When things moved so slowly, a generation or two sufficed to transform the mind of Europe on the religious side. Why should it be impossible to change that mind on the political side in a generation, or half a generation, when things move so much more quickly? Are men less disposed to change their political than their religious opinions? We all know that not to be the case. In every country in Europe we find political parties advocating, or at least acquiescing in, policies which they strenuously opposed ten years ago. Does the evidence available go to show that the particular side of politics with which we are dealing is notably more impervious to change and development than the rest—less within the reach and influence of new ideas?

I must risk here the reproach of egotism and bad taste to call attention to a fact which bears more directly on that point, perhaps, than any other that could be cited.

It is some fifteen years since it first struck me that certain economic facts of our civilization—facts of such visible and mechanical nature as reacting bourses and bank rate-movements, in all the economic capitals of the world, and so on—would soon force upon the attention of men a principle which, though existing for long past in some degree in human affairs, had not become operative to any extent. Was there any doubt as to the reality of the material facts involved? Circumstances of my occupation happily furnished opportunities of discussing the matter thoroughly with bankers and statesmen of world-wide authority. There was no doubt on that score. Had we yet arrived at the point at which it was possible to make the matter plain to general opinion? Were politicians too ill-educated on the real facts of the world, too much absorbed in the rough-and-tumble of workaday politics to change old ideas? Were they, and the rank and file, still too enslaved by the hypnotism of an obsolete terminology to accept a new view? One could only put it to a practical test. A brief exposition of the cardinal principles was embodied in a brief pamphlet and published obscurely without advertisement, and bearing, necessarily, an unknown name. The result was, under the circumstances, startling, and certainly did not justify in the least the plea that there exists universal hostility to the advance of political rationalism. Encouragement came from most unlooked-for quarters: public men whose interests have been mainly military, alleged Jingoes, and even from soldiers. The more considerable edition has appeared in English, German, French, Dutch, Danish, Swedish, Spanish, Italian, Russian, Japanese, Erdu, Persian, and Hindustani, and nowhere has the Press completely ignored the book. Papers of Liberal tendencies have welcomed it everywhere. Those of more reactionary tendencies have been much less hostile than one could have expected.[121]

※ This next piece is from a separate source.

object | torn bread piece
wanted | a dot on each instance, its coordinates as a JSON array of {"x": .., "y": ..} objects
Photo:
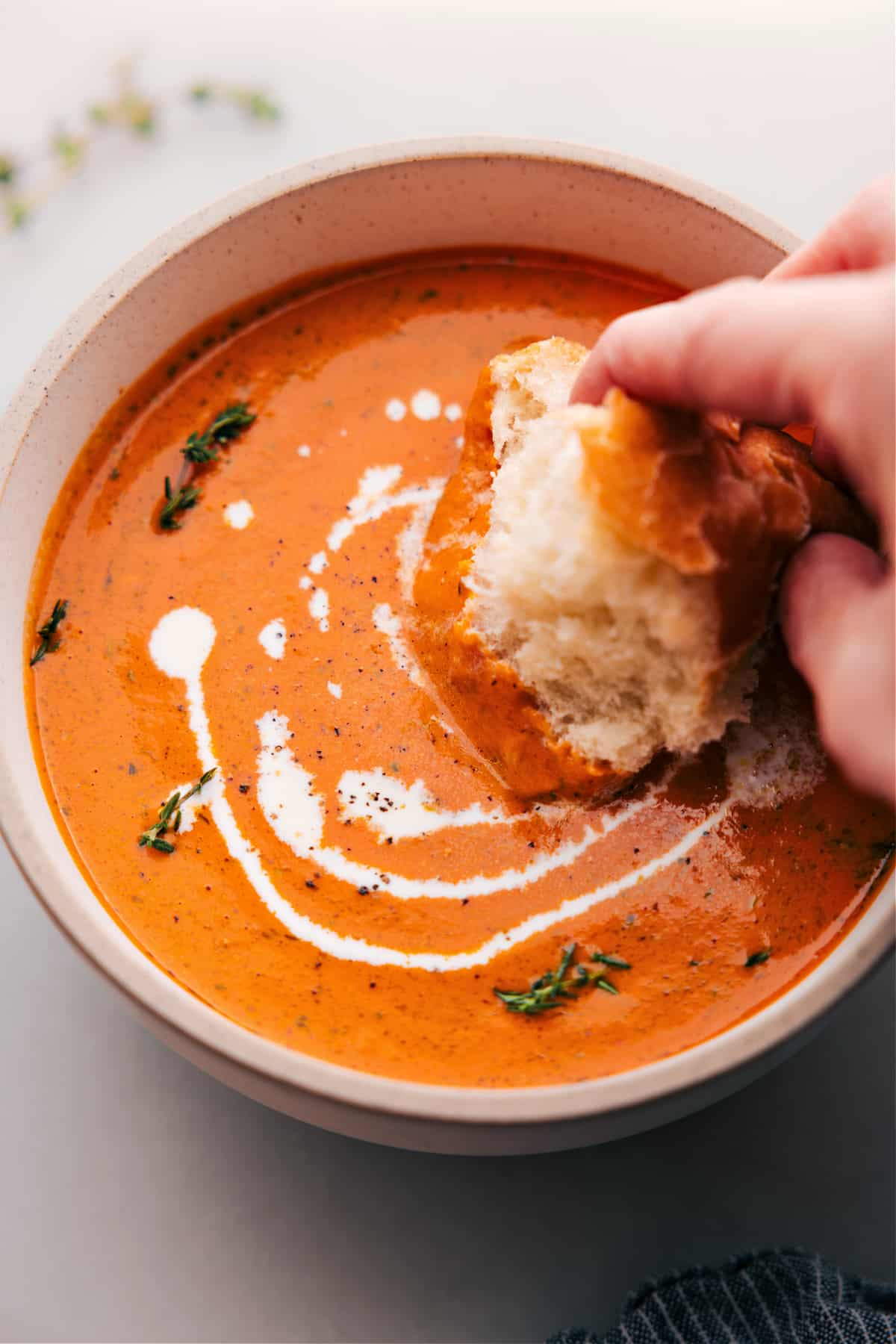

Does such an experience justify that universal rebelliousness to political rationalism on which my critics for the most part found their case? My object in calling attention to it is evident. If this is possible as the result of the effort of a single obscure person working without means and without leisure, what could not be accomplished by an organization adequately equipped and financed? Mr. Augustine Birrell says somewhere: "Some opinions, bold and erect as they may still stand, are in reality but empty shells. One shove would be fatal. Why is it not given?"

If little apparently has been done in the modification of ideas in this matter, it is because little relatively has been attempted. Millions of us are prepared to throw ourselves with energy into that part of national defence which, after all, is a makeshift, into agitation for the building of Dreadnoughts and the raising of armies, the things in fact which can be seen, where barely dozens will throw themselves with equal ardor into that other department of national defence, the only department which will really guarantee security, but by means which are invisible—the rationalization of ideas.